Un LLM ne sait rien. Il n'a pas de croyance. Il n'a surtout pas d'intention. Et il est grand temps de débarrasser l'IA de son verbiage anthropomorphique. Mais l'émergence est une possibilité scientifique, qu'il faut observer. Des tests ont d'ailleurs fait florès pour détecter ces « facultés émergentes ». Ils suivent une particulière acuité imprévue des modèles (« sharpness ») et leur imprévisibilité (« unpredictability »).

En mai dernier, faisant le tour des performances de ChatGPT-4, les chercheurs de Microsoft ont considéré ainsi que ce modèle a atteint une « forme d'intelligence artificielle générale ». Il est en effet capable de généraliser des concepts et de suivre des raisonnements mathématiques abstraits. Ceux d'Anthropic ont pointé la semaine passée le risque d'un « empoisonnement des modèles », à l'origine d'un « comportement stratégique déshonnête » de leur part. Mais d'émergence il n'y en a point, nous dit Stanford. Ce qui veut dire que ces comportements peuvent être mis sous contrôle.

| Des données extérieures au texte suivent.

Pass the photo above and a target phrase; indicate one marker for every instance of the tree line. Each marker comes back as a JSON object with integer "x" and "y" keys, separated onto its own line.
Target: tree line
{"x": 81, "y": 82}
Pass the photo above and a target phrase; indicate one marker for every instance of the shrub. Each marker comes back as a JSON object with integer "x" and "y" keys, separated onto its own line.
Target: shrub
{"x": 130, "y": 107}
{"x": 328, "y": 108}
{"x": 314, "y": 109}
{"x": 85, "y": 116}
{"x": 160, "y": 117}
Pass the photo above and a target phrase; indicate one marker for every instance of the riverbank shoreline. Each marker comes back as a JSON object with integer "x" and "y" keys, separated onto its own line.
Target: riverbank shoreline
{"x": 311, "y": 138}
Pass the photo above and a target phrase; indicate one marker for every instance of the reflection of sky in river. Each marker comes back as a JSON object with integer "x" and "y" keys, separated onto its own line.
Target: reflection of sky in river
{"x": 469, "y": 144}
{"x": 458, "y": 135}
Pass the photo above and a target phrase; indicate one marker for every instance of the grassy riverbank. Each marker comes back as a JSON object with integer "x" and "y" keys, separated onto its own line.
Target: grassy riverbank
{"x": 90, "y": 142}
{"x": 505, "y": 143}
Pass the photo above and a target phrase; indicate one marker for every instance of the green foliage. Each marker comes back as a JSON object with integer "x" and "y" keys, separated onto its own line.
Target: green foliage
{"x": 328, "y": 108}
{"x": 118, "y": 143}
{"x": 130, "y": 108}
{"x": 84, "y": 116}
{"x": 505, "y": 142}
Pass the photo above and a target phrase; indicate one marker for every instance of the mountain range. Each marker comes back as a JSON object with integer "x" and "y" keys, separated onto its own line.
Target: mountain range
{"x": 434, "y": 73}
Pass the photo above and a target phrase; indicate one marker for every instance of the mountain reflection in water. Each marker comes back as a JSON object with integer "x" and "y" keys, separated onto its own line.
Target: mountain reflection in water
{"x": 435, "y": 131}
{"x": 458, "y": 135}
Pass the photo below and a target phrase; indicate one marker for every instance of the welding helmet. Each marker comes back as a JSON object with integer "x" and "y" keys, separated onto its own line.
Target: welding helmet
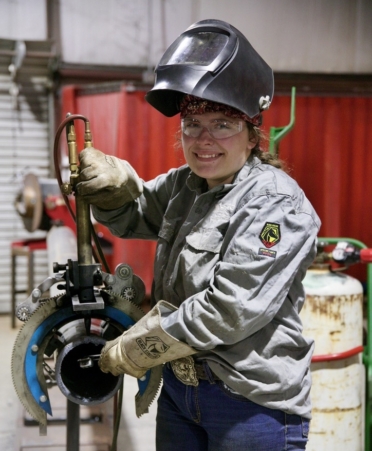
{"x": 214, "y": 61}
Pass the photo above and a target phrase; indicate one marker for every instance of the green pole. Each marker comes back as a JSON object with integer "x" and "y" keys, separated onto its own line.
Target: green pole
{"x": 278, "y": 133}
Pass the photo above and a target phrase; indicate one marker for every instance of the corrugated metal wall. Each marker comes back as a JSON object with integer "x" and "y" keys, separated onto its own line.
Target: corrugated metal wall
{"x": 24, "y": 147}
{"x": 328, "y": 153}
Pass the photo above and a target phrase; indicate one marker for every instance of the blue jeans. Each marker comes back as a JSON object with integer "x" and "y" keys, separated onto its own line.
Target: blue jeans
{"x": 212, "y": 418}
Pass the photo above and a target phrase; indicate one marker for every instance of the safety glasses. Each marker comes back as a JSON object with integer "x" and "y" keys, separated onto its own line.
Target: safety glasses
{"x": 217, "y": 128}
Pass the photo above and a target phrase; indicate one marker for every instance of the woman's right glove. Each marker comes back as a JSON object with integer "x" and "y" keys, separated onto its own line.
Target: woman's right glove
{"x": 107, "y": 181}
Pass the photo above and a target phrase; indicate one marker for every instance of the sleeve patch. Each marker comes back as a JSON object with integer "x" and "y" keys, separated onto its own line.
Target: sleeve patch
{"x": 266, "y": 252}
{"x": 270, "y": 234}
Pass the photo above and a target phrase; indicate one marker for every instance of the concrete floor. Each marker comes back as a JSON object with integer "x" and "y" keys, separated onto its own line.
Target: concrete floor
{"x": 134, "y": 435}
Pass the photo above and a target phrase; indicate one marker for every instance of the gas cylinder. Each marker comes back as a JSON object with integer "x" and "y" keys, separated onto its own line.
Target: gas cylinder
{"x": 333, "y": 316}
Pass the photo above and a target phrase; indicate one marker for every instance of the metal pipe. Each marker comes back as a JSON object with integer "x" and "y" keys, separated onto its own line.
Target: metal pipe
{"x": 73, "y": 426}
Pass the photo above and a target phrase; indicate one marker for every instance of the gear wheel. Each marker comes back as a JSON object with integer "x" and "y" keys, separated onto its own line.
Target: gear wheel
{"x": 23, "y": 313}
{"x": 128, "y": 293}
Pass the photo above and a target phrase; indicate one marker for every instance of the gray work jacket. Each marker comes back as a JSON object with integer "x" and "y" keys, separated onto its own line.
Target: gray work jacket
{"x": 232, "y": 259}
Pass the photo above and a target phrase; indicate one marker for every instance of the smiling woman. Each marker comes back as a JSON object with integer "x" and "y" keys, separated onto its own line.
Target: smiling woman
{"x": 234, "y": 238}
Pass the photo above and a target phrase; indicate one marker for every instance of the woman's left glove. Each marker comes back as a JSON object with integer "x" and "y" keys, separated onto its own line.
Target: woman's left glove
{"x": 143, "y": 346}
{"x": 106, "y": 181}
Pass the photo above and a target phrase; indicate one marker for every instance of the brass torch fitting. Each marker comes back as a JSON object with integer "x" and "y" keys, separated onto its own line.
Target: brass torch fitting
{"x": 88, "y": 140}
{"x": 72, "y": 150}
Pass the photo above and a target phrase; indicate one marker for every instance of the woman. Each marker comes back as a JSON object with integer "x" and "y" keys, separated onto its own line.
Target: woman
{"x": 235, "y": 237}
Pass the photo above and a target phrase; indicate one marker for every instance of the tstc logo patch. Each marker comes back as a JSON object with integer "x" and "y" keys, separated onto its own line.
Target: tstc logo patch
{"x": 270, "y": 234}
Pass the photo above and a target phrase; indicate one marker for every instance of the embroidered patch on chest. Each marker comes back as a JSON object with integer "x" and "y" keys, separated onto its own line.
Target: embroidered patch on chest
{"x": 270, "y": 234}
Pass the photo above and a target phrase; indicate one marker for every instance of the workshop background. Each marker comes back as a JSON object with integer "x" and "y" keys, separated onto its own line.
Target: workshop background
{"x": 96, "y": 58}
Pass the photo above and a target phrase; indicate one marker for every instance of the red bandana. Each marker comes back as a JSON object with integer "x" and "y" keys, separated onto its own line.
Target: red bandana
{"x": 195, "y": 105}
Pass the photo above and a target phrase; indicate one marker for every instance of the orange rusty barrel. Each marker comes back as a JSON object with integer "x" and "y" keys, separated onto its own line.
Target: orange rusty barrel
{"x": 333, "y": 316}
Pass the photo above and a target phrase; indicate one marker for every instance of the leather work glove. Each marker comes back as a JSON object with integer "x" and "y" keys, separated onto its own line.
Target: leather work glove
{"x": 145, "y": 345}
{"x": 107, "y": 181}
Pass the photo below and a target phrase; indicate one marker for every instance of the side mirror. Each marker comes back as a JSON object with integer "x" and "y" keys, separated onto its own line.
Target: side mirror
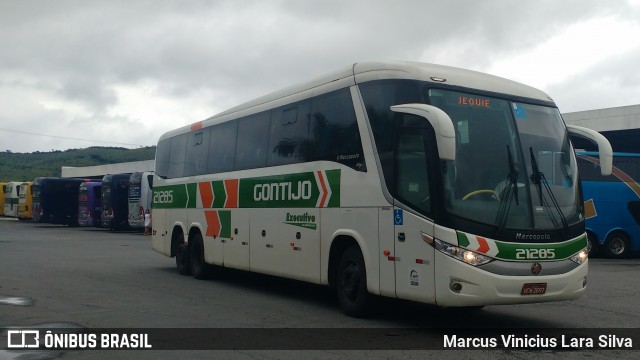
{"x": 604, "y": 147}
{"x": 441, "y": 123}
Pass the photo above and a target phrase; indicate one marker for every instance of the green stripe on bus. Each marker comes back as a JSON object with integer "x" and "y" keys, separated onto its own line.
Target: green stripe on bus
{"x": 549, "y": 251}
{"x": 300, "y": 190}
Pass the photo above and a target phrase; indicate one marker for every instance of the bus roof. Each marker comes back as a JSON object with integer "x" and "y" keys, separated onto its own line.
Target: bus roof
{"x": 615, "y": 154}
{"x": 368, "y": 71}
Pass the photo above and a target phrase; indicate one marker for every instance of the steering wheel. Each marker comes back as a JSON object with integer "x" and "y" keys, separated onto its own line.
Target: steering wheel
{"x": 482, "y": 191}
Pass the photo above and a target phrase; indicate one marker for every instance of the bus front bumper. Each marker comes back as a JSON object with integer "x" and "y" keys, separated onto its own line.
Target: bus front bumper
{"x": 459, "y": 284}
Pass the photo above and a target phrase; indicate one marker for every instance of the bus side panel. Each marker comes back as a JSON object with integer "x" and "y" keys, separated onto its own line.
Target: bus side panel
{"x": 161, "y": 234}
{"x": 234, "y": 231}
{"x": 265, "y": 251}
{"x": 387, "y": 239}
{"x": 299, "y": 230}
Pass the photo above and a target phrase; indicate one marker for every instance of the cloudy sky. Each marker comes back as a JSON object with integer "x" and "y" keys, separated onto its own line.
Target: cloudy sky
{"x": 75, "y": 74}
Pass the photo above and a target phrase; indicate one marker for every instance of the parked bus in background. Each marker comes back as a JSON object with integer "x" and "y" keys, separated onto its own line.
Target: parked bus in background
{"x": 2, "y": 186}
{"x": 55, "y": 200}
{"x": 140, "y": 195}
{"x": 612, "y": 204}
{"x": 25, "y": 201}
{"x": 12, "y": 198}
{"x": 90, "y": 204}
{"x": 416, "y": 181}
{"x": 115, "y": 195}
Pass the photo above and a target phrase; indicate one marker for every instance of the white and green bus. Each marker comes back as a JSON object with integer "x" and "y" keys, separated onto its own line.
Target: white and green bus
{"x": 408, "y": 180}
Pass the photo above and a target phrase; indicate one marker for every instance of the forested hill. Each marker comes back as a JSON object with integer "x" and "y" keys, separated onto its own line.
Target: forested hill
{"x": 27, "y": 166}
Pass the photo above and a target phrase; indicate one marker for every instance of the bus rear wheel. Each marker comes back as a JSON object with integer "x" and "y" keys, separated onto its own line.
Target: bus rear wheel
{"x": 593, "y": 245}
{"x": 199, "y": 268}
{"x": 617, "y": 246}
{"x": 351, "y": 283}
{"x": 182, "y": 256}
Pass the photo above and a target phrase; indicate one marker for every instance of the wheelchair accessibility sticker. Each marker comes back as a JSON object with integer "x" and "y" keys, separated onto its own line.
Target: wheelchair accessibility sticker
{"x": 398, "y": 217}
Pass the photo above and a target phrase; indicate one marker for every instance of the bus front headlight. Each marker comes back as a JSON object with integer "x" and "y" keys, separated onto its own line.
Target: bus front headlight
{"x": 464, "y": 255}
{"x": 581, "y": 256}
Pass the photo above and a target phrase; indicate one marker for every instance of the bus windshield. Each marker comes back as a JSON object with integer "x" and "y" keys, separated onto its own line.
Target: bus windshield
{"x": 514, "y": 164}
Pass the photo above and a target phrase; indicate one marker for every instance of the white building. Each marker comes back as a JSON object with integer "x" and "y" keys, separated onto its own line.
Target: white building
{"x": 620, "y": 125}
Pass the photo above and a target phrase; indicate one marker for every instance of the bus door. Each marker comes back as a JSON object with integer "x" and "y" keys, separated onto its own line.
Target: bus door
{"x": 413, "y": 255}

La recherche sur les benchmarks des LLM sera le grand sujet de l'IA en 2024. Il ne doit pas être traité dans le cercle étroit des congrès. L'étude de Stanford s'appuie sur le « BIG bench », une base de 200 tests qui a été conçue pour voir si le fameux test de Turing est franchi (BIG pour « Beyond the Imitation Game »). D'autres benchmarks sont conçus plus spécifiquement pour évaluer la capacité d'un modèle à interpoler (« MMNU »), à produire du code informatique (« HumanEval »), à converser (« Chatbot Arena » ou « MTBench »), à résoudre de façon autonome des problèmes abstraits (« SWEBench » ou « ARC ») ou à exprimer du bon sens (« HellaSwag »). Une entreprise créée par trois Français, Hugging Face, est devenue la plateforme mondiale de ces benchmarks. Elle sera centrale en 2024.